Enemy Red Cherry Shrimp Tank Mates
Keeping Cherry Shrimp Together
Cherry shrimps should not be kept alone in the tank. They can get stressed and won’t show any activity as they will feel unsafe. You can keep a group of 10 shrimps as the more the number, the more confident they get. They will thrive and show their different behaviors as well.
For male and female ratio, make sure the number of females is more than that of males. To add variety, you can keep other species of shrimp with Cherry Shrimps like Vampire Shrimp, Amano Shrimp, or Ghost Shrimp. You can also add snails in the tank.
Cherry Shrimp Diet and Feeding
Cherry Shrimps are omnivores and act as a scavenger in the wild which makes them easy to feed. They are algae eaters but can feed on anything from plant debris to small organisms.
You can also feed them from homemade food or premade food to live or frozen food. Many foods are available in the market that is made specifically for the shrimps. It is important to add pellets or wafers as a large part of their diet.
For vegetables, you can add boiled and mashes cucumber, carrots, spinach, lettuce, and zucchini in their diet. But make sure to add only a small quantity of food and remove any remaining food after 2 hours of feeding.
Like other algae eaters, a large proportion of their diet includes algae itself, which they look for the whole day. They can’t clean the tank as quickly as large fishes, but they will keep the glass and corner of the tank shinning.
It is important to feed them with high-quality food with the right amount. It will keep shrimps healthy and active but overfeeding will not only make them sick but pollute the tank as well.
Cherry Shrimp Care
Cherry Shrimp are easy to feed and care. They won’t demand a lot of care and maintenance from you, but still, some things can make them sick or even kill them.
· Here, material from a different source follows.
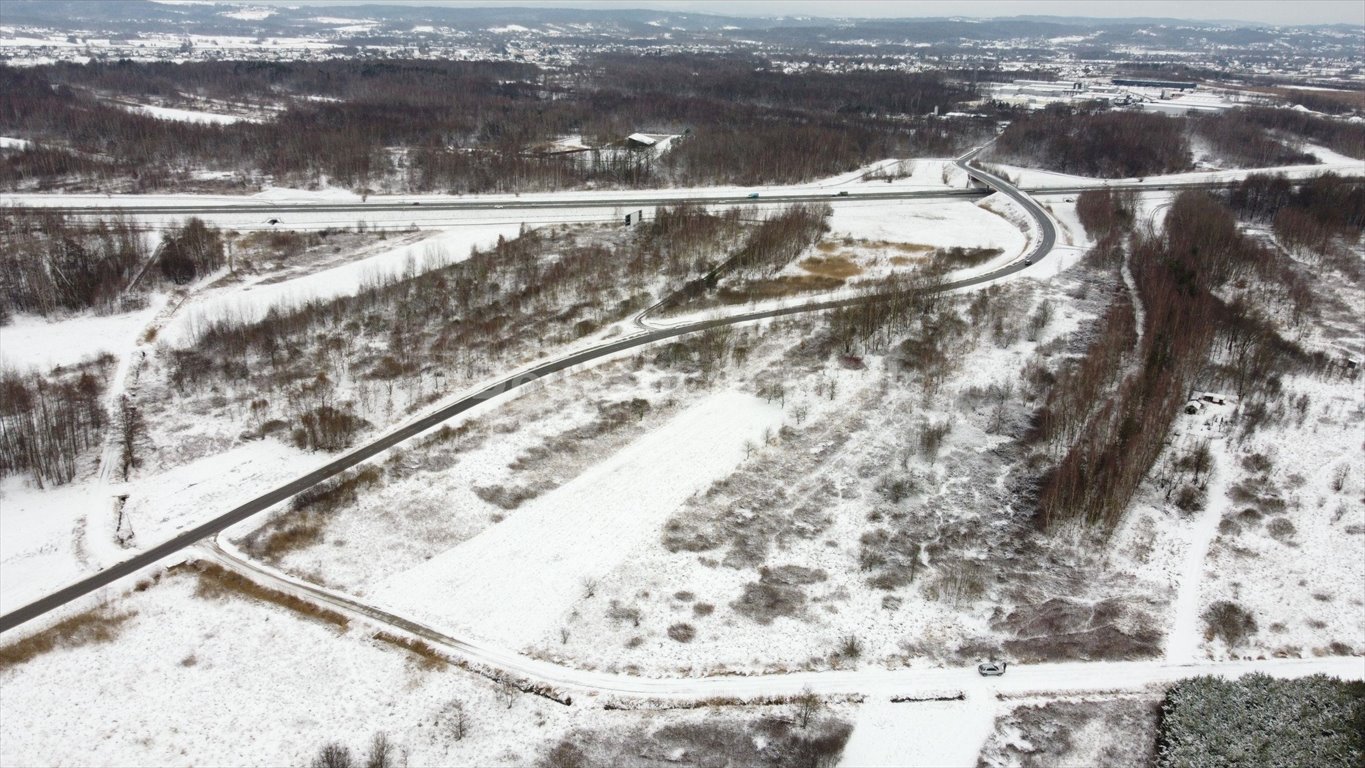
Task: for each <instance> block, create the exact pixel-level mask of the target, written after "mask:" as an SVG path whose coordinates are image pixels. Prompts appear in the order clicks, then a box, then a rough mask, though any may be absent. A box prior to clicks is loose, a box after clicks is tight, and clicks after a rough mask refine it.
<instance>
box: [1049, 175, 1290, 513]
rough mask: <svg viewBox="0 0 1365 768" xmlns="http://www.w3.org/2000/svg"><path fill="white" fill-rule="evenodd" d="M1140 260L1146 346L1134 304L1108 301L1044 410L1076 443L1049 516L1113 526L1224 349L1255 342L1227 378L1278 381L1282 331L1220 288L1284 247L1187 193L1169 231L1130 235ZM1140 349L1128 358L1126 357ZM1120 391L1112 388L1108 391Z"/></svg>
mask: <svg viewBox="0 0 1365 768" xmlns="http://www.w3.org/2000/svg"><path fill="white" fill-rule="evenodd" d="M1129 248H1130V265H1132V273H1133V280H1134V282H1136V285H1137V296H1138V300H1140V301H1141V304H1143V326H1141V329H1140V330H1141V341H1140V342H1138V345H1137V349H1136V355H1134V356H1133V357H1127V356H1126V355H1125V353H1123V351H1126V349H1129V348H1130V346H1132V345H1133V341H1134V340H1133V330H1134V329H1136V327H1134V326H1133V323H1130V322H1129V321H1126V319H1123V316H1122V315H1121V312H1122V311H1123V310H1125V308H1129V307H1125V304H1122V303H1119V304H1117V306H1115V307H1112V308H1111V310H1110V312H1108V314H1107V315H1106V318H1104V321H1103V322H1102V326H1100V334H1099V337H1097V338H1096V340H1095V342H1093V344H1092V345H1091V348H1089V351H1088V352H1087V355H1085V356H1084V357H1082V359H1081V360H1080V361H1078V363H1077V364H1074V366H1073V367H1072V368H1069V370H1066V371H1063V372H1062V375H1061V376H1059V378H1058V383H1057V386H1054V387H1052V392H1051V393H1050V396H1048V401H1047V405H1046V407H1044V409H1043V412H1041V415H1040V419H1039V426H1040V435H1041V437H1043V438H1044V439H1052V441H1057V442H1058V443H1061V445H1063V446H1067V447H1066V449H1065V454H1063V456H1062V460H1061V461H1059V462H1058V465H1057V467H1055V468H1054V469H1051V471H1050V472H1048V473H1047V475H1046V476H1044V479H1043V483H1041V488H1040V495H1039V510H1040V521H1041V522H1043V524H1044V525H1055V524H1059V522H1065V521H1072V520H1076V521H1081V522H1085V524H1088V525H1100V527H1107V528H1112V527H1114V525H1117V524H1118V521H1119V520H1121V518H1122V514H1123V512H1125V510H1126V509H1127V503H1129V501H1130V499H1132V498H1133V494H1134V492H1136V491H1137V488H1138V486H1140V483H1141V482H1143V479H1144V477H1145V476H1147V473H1148V471H1149V469H1151V467H1152V465H1153V464H1155V462H1156V460H1158V457H1159V456H1160V453H1162V450H1163V449H1164V446H1166V437H1167V434H1168V432H1170V427H1171V422H1173V419H1174V416H1175V413H1178V412H1179V408H1181V405H1182V404H1183V401H1185V400H1186V398H1188V397H1189V393H1190V392H1193V390H1194V383H1196V381H1197V379H1198V378H1200V376H1201V375H1204V374H1205V372H1207V371H1209V361H1211V356H1212V352H1213V348H1215V341H1218V342H1219V344H1220V348H1222V346H1224V345H1226V348H1227V349H1231V348H1234V346H1237V344H1235V338H1244V340H1245V352H1244V353H1241V355H1226V356H1224V363H1223V366H1222V372H1223V375H1224V376H1227V378H1231V376H1238V375H1239V374H1246V375H1244V376H1241V378H1242V382H1244V383H1246V385H1253V383H1254V385H1256V386H1261V387H1265V386H1272V385H1271V383H1269V381H1268V379H1269V376H1271V374H1272V371H1274V370H1275V368H1276V367H1278V363H1279V361H1280V356H1282V355H1283V353H1286V352H1287V351H1286V349H1283V348H1282V346H1280V345H1279V344H1278V342H1279V341H1280V340H1279V338H1278V337H1276V336H1275V334H1274V331H1272V330H1269V329H1268V327H1265V326H1256V327H1252V326H1250V325H1248V322H1246V319H1248V318H1246V315H1245V307H1228V306H1226V304H1223V303H1222V301H1220V300H1219V299H1218V297H1216V296H1215V295H1213V291H1215V289H1218V288H1219V286H1222V285H1226V284H1227V282H1228V281H1231V280H1234V278H1237V277H1239V276H1242V274H1245V273H1248V271H1249V270H1259V271H1263V273H1268V271H1269V270H1271V267H1269V265H1271V263H1272V262H1274V259H1275V255H1274V252H1272V251H1269V250H1268V248H1265V247H1264V246H1260V244H1257V243H1254V241H1253V240H1250V239H1248V237H1245V236H1242V235H1241V232H1238V228H1237V221H1235V218H1234V217H1233V213H1231V211H1230V210H1228V209H1227V207H1224V206H1223V205H1220V203H1219V202H1218V201H1216V199H1213V198H1212V196H1209V195H1205V194H1201V192H1185V194H1182V195H1179V196H1178V198H1177V199H1175V202H1174V203H1173V206H1171V210H1170V211H1168V214H1167V217H1166V228H1164V235H1162V236H1143V235H1134V236H1133V237H1132V239H1130V244H1129ZM1125 359H1132V364H1130V366H1122V364H1121V361H1122V360H1125ZM1110 390H1111V392H1112V394H1111V396H1108V397H1103V393H1106V392H1110Z"/></svg>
The things that can harm them are as follows –
- Copper – They are very sensitive to Copper. It is found in many fish food items and lots of medication. So, check the ingredients before adding anything in the tank.
- Ammonia – Ammonia and nitrites are other elements that can harm Cherry shrimps. The amount of these elements increases if the tank is not getting cycled or cleaned properly. Make sure to check the water parameters once a while.
- Exoskeleton – The shrimps shed their exoskeleton as they grow. These are not harmful to them, but many people remove them as they see it falling on the surface. But it should not be done as the shrimps will feed on them to get essential minerals.
You will face fewer challenges if your tank is big, but you can face many of them when the tank is small.
Cherry Shrimp Breeding
Cherry shrimps are the species that are easiest to breed and don’t ask for much effort from the breeder. They get matured in 4-6 months and will start breeding as soon as they get comfortable in their surrounding.
The process of breeding Cherry Shrimp can be categorized into three stages – pre-breeding, breeding, and hatching.
- Pre-breeding – They breed in the summer season, but if you want to breed them in any other season, you can increase the temperature up to 82o
Also, make sure there is ample space for them to breed and feel safe. You also need to add more protein to their diet during the breeding season.
- Breeding – As we discussed, they reach sexual maturity in 4-6 months. Once they mate, you will notice females carrying eggs underneath their tails(berried eggs) and regularly fanning them to provide oxygen.
- Hatching – It takes around 30 days for the eggs to hatch. Once they hatch, you can keep them in the main tank to provide the necessary diet. The adult shrimps are not very considerate for their baby shrimps and leave them to fend for themselves.
To increase the chance of their survival or you don’t think they are getting ample food, you can plant Anacharis for them to feed.
Is Cherry Shrimp for you?
Cherry shrimps are beautiful little creatures who not only add beauty to the tank, but their activity will also keep one engaged.
They are dwarf shrimps found in streams and ponds of Taiwan. They are easy to care, feed, breed, and make an excellent tank cleaner as well. All these qualities make them ideal for a beginner.